Biz Yahudi bayramlarında onlara giderdik. Onlar Ramazanda, Kurbanda bize gelirlerdi. Senli benliydik. Yabancılık yoktu. Dükkanlar, evler, çocuklar yan yana. Yahudiler garden party yaparlardı, çok severlerdi. Sosyal yaşantıları çok güzeldi. Yetimhane, dulhane binaları vardı. Onların adına bir kişi çıkar, dilenirdi. Toplardı parayı yetimlere, fakirlere takdim ederdi. O olay güzeldi. 1887’de çıraklık okulları vardı. Bizde beş sene evvel başladı. Baksana biz bu kültürden bir şey alamadık. Avrupa niye adam olmuş... Marangozculuk, müzayedecilik, demircilik, kalaycılık da Yahudilerin işiydi. Oradan yetişmiş hepsi.

Karışık evlilikler var mıydı?
Yoktu. Bir aile vardı; onu da kimse bilmez. Öyle bir adet yoktu. Zaten hafta sonları Yahudi çocukları kendi aralarında eğlenceye giderlerdi.

Devlet dairelerinde çalışır mıydı Yahudiler?
Yok. Şarapçı Yahudi çok vardı. Ben turizmle uğraşırken bir Alman şarapçı gelmişti. Şarapçı sordu. Yahudi’ye götürdüm. "Var mı eski şarap?" dedi. Yahudi "Kaç yıllık?" diye sordu. "Beş" dedi Alman. Yahudi indi mahzene, getirdi. Alman kokladı, tattı "Güzel" dedi. On yıllık istedi. Getirdi. Alman yine kokladı, "Tamam" dedi. 15 yıllık istedi… En sonunda Yahudi bana döndü: "Sor ona, yaşı kaçsa o kadar yıllık çıkarıyım" dedi.

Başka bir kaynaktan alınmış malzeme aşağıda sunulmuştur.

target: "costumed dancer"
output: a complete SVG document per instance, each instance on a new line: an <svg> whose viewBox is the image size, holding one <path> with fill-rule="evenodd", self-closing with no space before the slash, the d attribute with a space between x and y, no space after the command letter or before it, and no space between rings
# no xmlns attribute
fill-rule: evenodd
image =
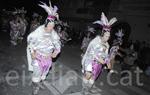
<svg viewBox="0 0 150 95"><path fill-rule="evenodd" d="M31 24L30 24L30 30L29 30L30 32L33 32L37 27L40 26L40 22L38 20L39 14L33 13L32 18L33 20L31 21Z"/></svg>
<svg viewBox="0 0 150 95"><path fill-rule="evenodd" d="M20 29L21 29L20 22L21 22L21 19L17 14L15 14L13 20L11 20L9 22L9 24L10 24L10 37L11 37L10 42L14 46L18 44L18 40L19 40L20 35L21 35L20 34Z"/></svg>
<svg viewBox="0 0 150 95"><path fill-rule="evenodd" d="M117 38L113 41L112 47L109 51L110 63L108 64L108 69L109 69L110 73L114 72L113 69L114 69L114 63L115 63L115 56L120 55L118 50L119 50L119 47L123 43L122 37L124 36L122 29L120 29L117 33L115 33L115 35Z"/></svg>
<svg viewBox="0 0 150 95"><path fill-rule="evenodd" d="M108 39L110 37L111 25L117 21L112 18L110 21L102 12L101 20L95 21L94 24L102 26L101 34L96 36L88 45L88 48L82 58L82 73L83 73L83 93L91 91L95 80L102 72L103 64L107 64L108 56Z"/></svg>
<svg viewBox="0 0 150 95"><path fill-rule="evenodd" d="M91 33L94 33L95 29L88 26L88 30L87 30L87 35L83 38L82 40L82 44L81 44L81 50L82 50L82 54L81 54L81 57L84 55L84 53L86 52L86 49L89 45L89 42L92 40L92 38L90 37L91 36Z"/></svg>
<svg viewBox="0 0 150 95"><path fill-rule="evenodd" d="M28 66L29 71L33 71L33 94L38 94L39 84L46 79L52 66L52 58L55 58L61 51L60 38L54 30L54 21L58 18L58 8L52 7L51 2L49 2L49 6L41 3L39 6L48 13L48 17L45 24L31 32L27 38Z"/></svg>

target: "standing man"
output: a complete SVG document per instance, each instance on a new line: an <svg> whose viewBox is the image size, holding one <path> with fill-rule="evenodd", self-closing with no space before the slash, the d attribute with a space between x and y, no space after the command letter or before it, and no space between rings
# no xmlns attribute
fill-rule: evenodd
<svg viewBox="0 0 150 95"><path fill-rule="evenodd" d="M108 40L110 37L111 25L117 21L116 18L109 22L102 13L101 20L95 21L94 24L100 24L102 30L100 35L96 36L88 45L88 48L82 59L82 73L83 73L83 93L92 88L95 80L102 72L102 65L108 63Z"/></svg>

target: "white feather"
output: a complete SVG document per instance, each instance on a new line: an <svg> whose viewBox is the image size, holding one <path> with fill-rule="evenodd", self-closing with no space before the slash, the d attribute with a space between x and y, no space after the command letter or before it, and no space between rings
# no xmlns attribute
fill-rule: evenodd
<svg viewBox="0 0 150 95"><path fill-rule="evenodd" d="M111 26L112 24L114 24L117 21L117 19L114 17L109 21L109 25Z"/></svg>
<svg viewBox="0 0 150 95"><path fill-rule="evenodd" d="M94 21L93 24L100 24L100 25L103 25L102 21L100 21L100 20Z"/></svg>
<svg viewBox="0 0 150 95"><path fill-rule="evenodd" d="M101 14L101 21L104 25L108 25L108 19L103 12Z"/></svg>
<svg viewBox="0 0 150 95"><path fill-rule="evenodd" d="M48 13L48 15L51 15L52 14L52 11L51 11L51 9L45 4L45 3L43 3L43 5L41 5L41 4L38 4L40 7L42 7L47 13Z"/></svg>

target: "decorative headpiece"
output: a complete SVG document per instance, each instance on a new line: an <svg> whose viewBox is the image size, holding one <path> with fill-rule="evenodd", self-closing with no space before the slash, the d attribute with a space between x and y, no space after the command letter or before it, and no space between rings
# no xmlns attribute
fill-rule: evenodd
<svg viewBox="0 0 150 95"><path fill-rule="evenodd" d="M41 2L42 4L39 4L40 7L42 7L47 13L50 21L54 21L56 18L59 19L58 17L58 8L57 6L52 7L51 1L49 1L49 6L46 5L46 3Z"/></svg>
<svg viewBox="0 0 150 95"><path fill-rule="evenodd" d="M103 27L103 30L110 32L111 25L114 24L117 21L115 17L113 17L110 21L108 21L105 14L102 12L101 14L101 20L97 20L93 22L94 24L100 24Z"/></svg>
<svg viewBox="0 0 150 95"><path fill-rule="evenodd" d="M15 8L15 11L12 12L13 15L16 15L16 14L26 14L27 11L24 9L24 7L22 7L21 9L16 9Z"/></svg>
<svg viewBox="0 0 150 95"><path fill-rule="evenodd" d="M115 39L113 41L113 45L121 45L122 44L122 37L124 36L122 29L120 29L117 33L115 33L115 35L117 36L117 39Z"/></svg>
<svg viewBox="0 0 150 95"><path fill-rule="evenodd" d="M89 32L91 32L91 33L94 33L95 29L94 29L93 27L88 26L87 31L89 31Z"/></svg>

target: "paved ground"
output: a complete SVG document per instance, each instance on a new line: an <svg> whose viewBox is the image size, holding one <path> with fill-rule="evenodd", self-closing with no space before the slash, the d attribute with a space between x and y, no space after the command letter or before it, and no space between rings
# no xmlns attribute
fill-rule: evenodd
<svg viewBox="0 0 150 95"><path fill-rule="evenodd" d="M26 43L11 46L0 41L0 95L31 95L31 72L27 71ZM82 74L78 45L65 46L39 95L81 95ZM120 64L114 74L103 71L96 81L92 95L150 95L150 77L136 73L136 67L122 76ZM135 72L136 71L136 72ZM139 78L138 78L139 77ZM138 84L139 82L139 84Z"/></svg>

Yahudi kadınları nasıldı, çalışırlar mıydı?
Hepsi ev kadınıydı. Ama dükkanlara kocalarına yardıma gelirlerdi. Müslüman kadınlar köylüydü. Çalışmazlardı. Mini etek giyerdi Yahudi kadınları,1936’larda. Hatırlıyorum o dönemlerde.

Nasıl karşılanırdı?
Çok normal. Kimse kimseye bakmazdı. Trakya Anadolu’dan çok farklıdır. Çünkü Rum, Ermeni,Yahudi vardı. Ve onlar çok etkilemişti halkı. Zaten Yahudiler gitti, medeniyet bitti.

Yahudi aileleri diğer aileler gibi çok çocuklu muydu?
Yok. İki çocuklu olanlar çoğunluktaydı.

Altay Onur (Oral Onur’un oğlu): Yahudi gençleri kızlı oğlanlı grup olarak gezerlerdi. Hafta sonunu mesire yerlerinde Meriç,Tunca nehirleri kenarında geçirirlerdi. Ben de o zaman çocuktum, gıptayla bakardım. Ne kadar sosyal olmuşlar. Kızlı erkekli beraberler. Müslümanlar öyle değildi.

Edirne’de yaşamını sürdüren Yahudi yok mu bugün?
Üç aile var.

Onlar neden direnmişler dersiniz?
İsrail’e gidenlerin adaptasyonda zorluk çektiğini duydum arkadaşlarımdan. Hem dil bakımından hem de mesleki olarak. Yeni iş sahası bulmakta zorluk çekenler olmuş. Pişman olmuşlar gittiklerine.